Furthermore, what makes pro-democracy champions believe that a totalitarian regime would let any sanctions adversely impact them? As we have seen time and time again, across the world, dictators make living conditions worse for their people, so that they don’t have to deal with the consequences that come from sanctions. This means the Cuban embargo is compounding the misery imposed on the Cuban people by their government, and yet U.S. lawmakers, over fifty years later, still think it will one day make them sympathetic to our way of life.
All of this reveals a dark truth about the sanctions, and the practice of economic isolation as a political tool. Irish journalist Patrick Cockburn describes the approach to Cuba as “a medieval siege but with a modern PR apparatus attached to justify what is being done.” The key difference, Cockburn notes, is that these “sieges” are no longer targeted at single cities, but entire nations with dictatorial leaders who have no reason to be moved by the suffering of their citizens. We are intentionally making destitution more likely in hopes of making political change.
Cuba is not the only victim of this draconian tactic. For Iraq in the 1990s, Secretary of State Madeleine Albright claimed that the deaths of hundreds of thousands of Iraqi children were an acceptable price to pay to try and delegitimize the Hussein regime. It didn’t, however, destabilize a regime that stayed in control for years, and until the U.S. government decided to overthrow it by force. We are also seeing the same in Syria. Our sanctions against the Assad regime are preventing the import of desperately-needed medical equipment to that country in the midst of its civil war.

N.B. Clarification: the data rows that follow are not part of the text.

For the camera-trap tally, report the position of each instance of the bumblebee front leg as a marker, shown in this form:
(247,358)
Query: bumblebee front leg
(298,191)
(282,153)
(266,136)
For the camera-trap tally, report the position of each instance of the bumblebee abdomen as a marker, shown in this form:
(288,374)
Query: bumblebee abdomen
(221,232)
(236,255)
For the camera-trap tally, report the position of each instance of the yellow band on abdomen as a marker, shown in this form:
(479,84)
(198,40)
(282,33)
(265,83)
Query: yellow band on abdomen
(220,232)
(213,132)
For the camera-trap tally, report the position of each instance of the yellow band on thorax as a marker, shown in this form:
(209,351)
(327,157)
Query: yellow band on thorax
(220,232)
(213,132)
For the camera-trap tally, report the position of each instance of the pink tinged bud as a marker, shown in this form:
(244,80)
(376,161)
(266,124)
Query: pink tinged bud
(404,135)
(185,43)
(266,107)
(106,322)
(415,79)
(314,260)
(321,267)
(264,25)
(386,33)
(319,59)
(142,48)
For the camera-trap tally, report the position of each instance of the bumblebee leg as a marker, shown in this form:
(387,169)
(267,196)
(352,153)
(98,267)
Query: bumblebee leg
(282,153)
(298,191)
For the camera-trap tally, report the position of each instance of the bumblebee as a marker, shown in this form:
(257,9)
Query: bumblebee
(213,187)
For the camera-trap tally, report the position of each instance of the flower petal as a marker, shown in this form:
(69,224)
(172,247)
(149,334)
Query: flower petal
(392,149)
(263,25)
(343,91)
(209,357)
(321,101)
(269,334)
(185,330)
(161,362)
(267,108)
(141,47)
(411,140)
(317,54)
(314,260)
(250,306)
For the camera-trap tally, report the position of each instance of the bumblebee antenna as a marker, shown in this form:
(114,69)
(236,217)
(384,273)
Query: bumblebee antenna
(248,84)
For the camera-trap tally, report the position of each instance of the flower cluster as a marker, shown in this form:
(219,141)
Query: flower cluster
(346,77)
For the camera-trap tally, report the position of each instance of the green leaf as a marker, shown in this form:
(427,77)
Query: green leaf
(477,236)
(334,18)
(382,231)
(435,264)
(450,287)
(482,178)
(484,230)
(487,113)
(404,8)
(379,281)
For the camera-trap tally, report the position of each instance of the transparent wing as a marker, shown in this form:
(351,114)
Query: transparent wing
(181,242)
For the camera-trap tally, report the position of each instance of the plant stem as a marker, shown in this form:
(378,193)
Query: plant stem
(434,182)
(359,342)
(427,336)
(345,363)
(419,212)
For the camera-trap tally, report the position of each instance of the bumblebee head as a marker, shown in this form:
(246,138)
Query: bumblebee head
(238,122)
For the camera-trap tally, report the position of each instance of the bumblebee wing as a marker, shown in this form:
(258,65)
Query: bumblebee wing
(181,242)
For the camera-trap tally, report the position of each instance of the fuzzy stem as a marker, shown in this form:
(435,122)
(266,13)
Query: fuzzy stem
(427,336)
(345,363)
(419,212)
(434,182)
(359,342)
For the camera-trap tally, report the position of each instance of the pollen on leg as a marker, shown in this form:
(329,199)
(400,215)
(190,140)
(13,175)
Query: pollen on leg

Free market advocates recognize that intervention in the economy worsens life for those at the receiving end. Why can’t they recognize it when they are the perpetrators? Instead of using heavy-handed government tactics to create misery, and restricting the market, the so-called champions of limited government and the free market should practice what they preach. We should let the market be the engineer of social change, and end the embargo of goods and services going to nations like Cuba. While opening the U.S. up to Cuba won't alter the fact that Cuba's people presently don't have much to exchange with American producers, the possibility of trade with the world's most productive people would surely serve to reinforce their gradual adaptation of free markets.
Take China, for example. Both China and Cuba could be described decades ago as brutal Communist dictatorships. With China, however, the U.S. opened trade relations, and that decades-long relationship has created economic gains in both countries. China can now lay claim to being the top trading partner of the U.S. Additionally, China has made market-based reforms and is slowly liberalizing its economy. It is a long way away from being a full-fledged capitalist democracy, but it is certainly in a better place than Cuba.

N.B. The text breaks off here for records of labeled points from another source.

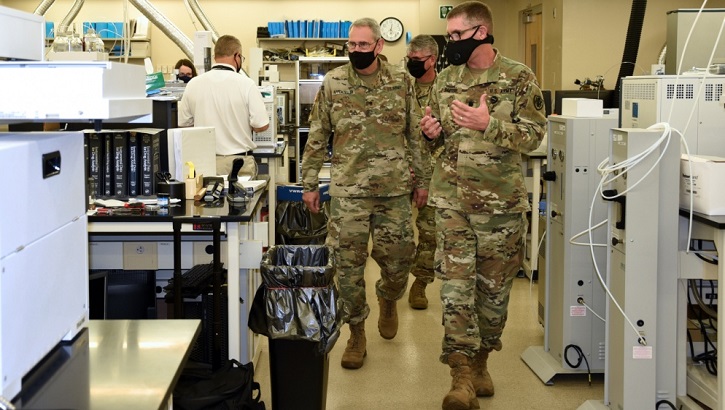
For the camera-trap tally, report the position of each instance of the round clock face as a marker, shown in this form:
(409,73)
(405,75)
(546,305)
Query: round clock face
(391,29)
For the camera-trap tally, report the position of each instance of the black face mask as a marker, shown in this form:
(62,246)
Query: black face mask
(362,60)
(458,52)
(417,68)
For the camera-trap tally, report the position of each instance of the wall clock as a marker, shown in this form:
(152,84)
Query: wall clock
(391,28)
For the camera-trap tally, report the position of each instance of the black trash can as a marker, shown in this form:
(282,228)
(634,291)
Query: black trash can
(298,309)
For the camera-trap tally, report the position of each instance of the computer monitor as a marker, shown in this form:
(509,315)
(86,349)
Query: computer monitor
(130,294)
(607,96)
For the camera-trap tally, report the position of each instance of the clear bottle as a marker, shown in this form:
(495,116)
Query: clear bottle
(61,40)
(75,43)
(93,43)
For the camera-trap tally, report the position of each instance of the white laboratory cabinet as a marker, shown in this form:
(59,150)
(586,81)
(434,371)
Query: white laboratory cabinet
(43,249)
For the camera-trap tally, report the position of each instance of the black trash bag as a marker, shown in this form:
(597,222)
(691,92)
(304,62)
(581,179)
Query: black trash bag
(296,225)
(230,387)
(298,299)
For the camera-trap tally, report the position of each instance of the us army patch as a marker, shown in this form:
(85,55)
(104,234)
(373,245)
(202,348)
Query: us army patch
(538,102)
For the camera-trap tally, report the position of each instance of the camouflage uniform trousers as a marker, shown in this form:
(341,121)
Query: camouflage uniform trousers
(352,222)
(423,265)
(477,258)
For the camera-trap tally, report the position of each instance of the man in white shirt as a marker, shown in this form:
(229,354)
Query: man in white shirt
(230,102)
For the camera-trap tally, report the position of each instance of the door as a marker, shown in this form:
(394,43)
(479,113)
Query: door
(531,20)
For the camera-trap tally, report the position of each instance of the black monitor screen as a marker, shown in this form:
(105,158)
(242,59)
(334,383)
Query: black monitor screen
(547,101)
(607,96)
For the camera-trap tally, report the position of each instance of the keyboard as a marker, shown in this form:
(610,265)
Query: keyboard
(194,281)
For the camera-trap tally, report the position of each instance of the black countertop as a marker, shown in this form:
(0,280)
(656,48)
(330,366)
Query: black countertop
(228,213)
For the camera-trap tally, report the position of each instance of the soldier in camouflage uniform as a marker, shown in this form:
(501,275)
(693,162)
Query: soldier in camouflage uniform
(422,54)
(485,110)
(370,107)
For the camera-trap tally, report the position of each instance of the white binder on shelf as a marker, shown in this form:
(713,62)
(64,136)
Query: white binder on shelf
(195,144)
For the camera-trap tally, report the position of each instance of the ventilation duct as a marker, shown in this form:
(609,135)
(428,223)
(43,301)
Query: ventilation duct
(631,44)
(75,8)
(43,7)
(171,31)
(199,13)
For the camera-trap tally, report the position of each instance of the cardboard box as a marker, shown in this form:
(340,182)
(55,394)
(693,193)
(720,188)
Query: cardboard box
(708,195)
(293,192)
(582,107)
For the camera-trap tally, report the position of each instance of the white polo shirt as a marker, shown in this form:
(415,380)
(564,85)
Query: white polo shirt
(228,101)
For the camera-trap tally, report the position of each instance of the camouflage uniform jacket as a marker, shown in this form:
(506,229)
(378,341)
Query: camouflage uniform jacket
(480,171)
(377,135)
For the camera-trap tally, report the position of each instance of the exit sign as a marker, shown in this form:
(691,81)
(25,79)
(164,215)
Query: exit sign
(443,11)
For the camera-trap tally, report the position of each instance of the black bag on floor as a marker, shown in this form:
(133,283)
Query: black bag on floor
(232,387)
(296,225)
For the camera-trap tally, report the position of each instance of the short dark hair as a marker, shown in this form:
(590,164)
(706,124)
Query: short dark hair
(475,13)
(227,46)
(186,63)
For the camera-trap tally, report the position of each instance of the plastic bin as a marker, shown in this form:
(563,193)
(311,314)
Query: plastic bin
(298,309)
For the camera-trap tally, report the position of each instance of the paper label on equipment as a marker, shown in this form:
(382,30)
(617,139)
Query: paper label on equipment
(580,311)
(642,352)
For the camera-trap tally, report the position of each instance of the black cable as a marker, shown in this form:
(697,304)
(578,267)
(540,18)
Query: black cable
(691,344)
(579,359)
(667,402)
(699,249)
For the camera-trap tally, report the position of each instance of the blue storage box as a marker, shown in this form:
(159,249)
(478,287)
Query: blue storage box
(116,29)
(293,192)
(101,29)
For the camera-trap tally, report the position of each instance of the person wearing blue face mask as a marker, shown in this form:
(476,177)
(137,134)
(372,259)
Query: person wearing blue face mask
(422,54)
(485,110)
(185,70)
(370,106)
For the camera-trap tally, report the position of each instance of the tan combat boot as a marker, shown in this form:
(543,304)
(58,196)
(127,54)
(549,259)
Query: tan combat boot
(416,295)
(356,350)
(482,382)
(388,320)
(462,395)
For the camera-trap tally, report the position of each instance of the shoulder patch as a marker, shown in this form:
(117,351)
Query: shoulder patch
(538,102)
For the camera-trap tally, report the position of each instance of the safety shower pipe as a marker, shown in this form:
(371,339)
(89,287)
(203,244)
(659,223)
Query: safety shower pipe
(43,7)
(171,31)
(199,13)
(75,8)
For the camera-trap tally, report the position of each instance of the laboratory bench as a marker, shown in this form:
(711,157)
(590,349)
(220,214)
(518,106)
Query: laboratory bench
(112,364)
(128,242)
(697,382)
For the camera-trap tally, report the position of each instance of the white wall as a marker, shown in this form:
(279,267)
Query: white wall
(582,38)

Our lawmakers need to realize their own contradictions, and admit that the Cuba policy has failed. And they should learn from their mistakes in order to become better champions of the free market both at home and abroad. While a present lack of economic freedom in Cuba exists as a barrier to exchange between Americans and Cubans no matter what, it's crucial that the U.S. not in any way be seen as limiting the trade that always and everywhere improves those able to engage in it.
Being pro-market means being pro-market in all facets. Extolling the virtues of tight government control over exports and imports, even in the name of democracy promotion, is the opposite of this. Free marketeers need to be more confident that their ideology can work in practice abroad, and be more willing to put their money where their mouth is. The alternative has already resulted in death, suffering, and skepticism about our market-based economy. This decades-long, counterproductive campaign needs to end sooner rather than later.